Cooper’s whistle slices through the air. “Let’s go! Warm-up laps, keep the tempo high.”
I push into a lap, then two, lungs opening to the cold. For a few minutes, I’m just a body moving through space. No press releases. No PR scripts. No woman whose breath I can still feel against my mouth. Chirps start up because they always do.
“Yo, Hendrix!” Crosby yells from two skaters back. “You gonna keep up, or we gotta grab a tow rope?”
“Still faster than your shot,” I throw over my shoulder.
“That’s a low bar, kid. Even Beau’s glove hand moves quicker than you.”
Beau shakes his head from center ice. “Less talk, more skating.”
“Tell him that when he’s huffing behind me!” I shout back.
Light, familiar laughter ripples across the rink, loosening something in my chest. For the first time in days, the world doesn’t feel like it’s collapsing.
“Half-moon drill!” Cooper’s voice cuts through the noise. “Quick passes, keep your feet moving.”

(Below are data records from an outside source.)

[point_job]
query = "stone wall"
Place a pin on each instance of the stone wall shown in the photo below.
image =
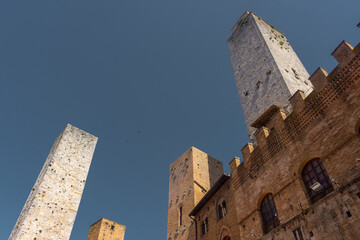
(267, 71)
(105, 229)
(50, 210)
(191, 176)
(322, 125)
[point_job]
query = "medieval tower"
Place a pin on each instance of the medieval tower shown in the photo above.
(191, 176)
(105, 229)
(50, 210)
(267, 70)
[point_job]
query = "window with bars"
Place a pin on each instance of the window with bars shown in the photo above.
(316, 180)
(269, 213)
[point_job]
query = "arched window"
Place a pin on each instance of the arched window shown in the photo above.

The puck slides, sticks snap, and the rhythm builds until it’s all motion and muscle memory. Cole feeds me a pass from the corner. I cradle it, pivot, and rip a wrist shot top shelf. The puck hits off the post and goes in; the ringing of steel on steel always hits like a pulse I can trust.
“Save some for the game, Rookie!” someone yells.

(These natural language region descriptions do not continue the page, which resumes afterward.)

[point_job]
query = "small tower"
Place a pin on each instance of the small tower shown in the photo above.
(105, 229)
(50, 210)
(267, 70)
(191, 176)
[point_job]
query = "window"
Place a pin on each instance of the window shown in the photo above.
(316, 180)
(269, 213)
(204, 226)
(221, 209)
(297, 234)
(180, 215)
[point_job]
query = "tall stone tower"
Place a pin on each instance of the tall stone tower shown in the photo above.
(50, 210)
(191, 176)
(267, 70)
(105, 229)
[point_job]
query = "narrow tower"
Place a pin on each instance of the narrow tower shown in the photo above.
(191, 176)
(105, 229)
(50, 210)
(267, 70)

“Tell your goalie to catch one, then we’ll talk!” I fire back, grinning.
Cooper shakes his head from the bench, but I catch the ghost of a smirk. It’s the closest he gets to approval.
We reset for battle drills. Tight spaces, body contact, and pure chaos. I win the puck off a scrum, fight off a stick to my ribs, and send a pass to Cole across the slot. He finishes clean, tapping his stickagainst the boards. “That’s how it’s done, little brother.”
“Try not to sound so shocked,” I say, breathless but smiling.
We roll right into the next sequence. The puck slides from me to Cole again, smooth and sharp, then back to my stick. I shift my weight and feed it up the boards to our winger streaking into open ice. A clean, simple pass that quiets the noise in my head.
On the next rep, I hold my spot near the blue line, waiting for the forwards to set their screen. When the traffic builds in front of the net, I glide a few feet sideways, draw back my stick, and fire low. The puck skims across the ice, just grazing the goalie’s pad before catching a teammate’s stick, who redirects it into the net.
Sticks tap the boards, and a couple of the guys whistle. It’s the sound of approval without words, the language every player knows. For a few seconds, everything makes sense. The noise in my head quiets, my breathing steadies, and it’s just me, the puck, and the clean rhythm of the game. Nothing else. No headlines. No fake dating. No Alycia Torres.
Cooper’s whistle blows again, sharp enough to bite through the air. “Reset. And the two-on-two, low zone.”
I line up across from Cole and one of the other rookies, stick tapping against the ice. The puck drops, and for the next sixty seconds, there’s nothing but motion and noise. Blades cutting. Bodies slamming the boards. Shouts bouncing off the glass.
I fightoff a shoulder check, steal the puck, and thread it through Cole’s skates just to piss him off. He barks a laugh, but catches up, leaning in with a shove that nearly knocks me off balance.
“Nice try, kid,” he mutters. “Next time, pick someone slower.”
“Didn’t know there was anyone slower,” I shoot back.
“Cocky looks good on you. Don’t eat shit before Saturday.”
“Would want to ruin your highlight reel,” I say, grinning despite myself.
We break for a line change, and I coast to the bench. Breath burning sharp in my throat, the world narrows to the hiss of my skates. Sweat beads under my helmet, dripping past my collar, as I grab a water bottle and take a long pull. My eyes fix on the far boards where the next line sets. The noise dulls to a hum, blending into something steady, but then the entire energy in the rink shifts.
For a few minutes, I don’t see her face. The change is energy, a shift near the boards. The way guys straighten unconsciously when the media shows up. A flash of a badge. The flicker of red tally lights on shoulder cameras. The hair on my arms prickles inside my base layer before my eyes find her.
Alycia stands just past the Zamboni gate, headset pushed around her neck, her mouth arranged into a neutrality she doesn’t feel. She looks like PR carved outof bone, but I know better because beneath the armor is the woman who walked out of Cooper’s office pretending that I hadn’t almost cost her everything.
My stride hitches for half a second—not enough for anyone to notice—but I shove it down and skate through it, forcing my legs back into rhythm like nothing cracked inside me.
She’s talking to a cameraman now, gesturing toward the boards, her lips moving in that quiet, decisive way that makes people listen. The camera lights blink red. Probably here for B-roll for the morning segment, riding the wave of the press release she wrote. She’s too good at making people believe what they’re told to feel.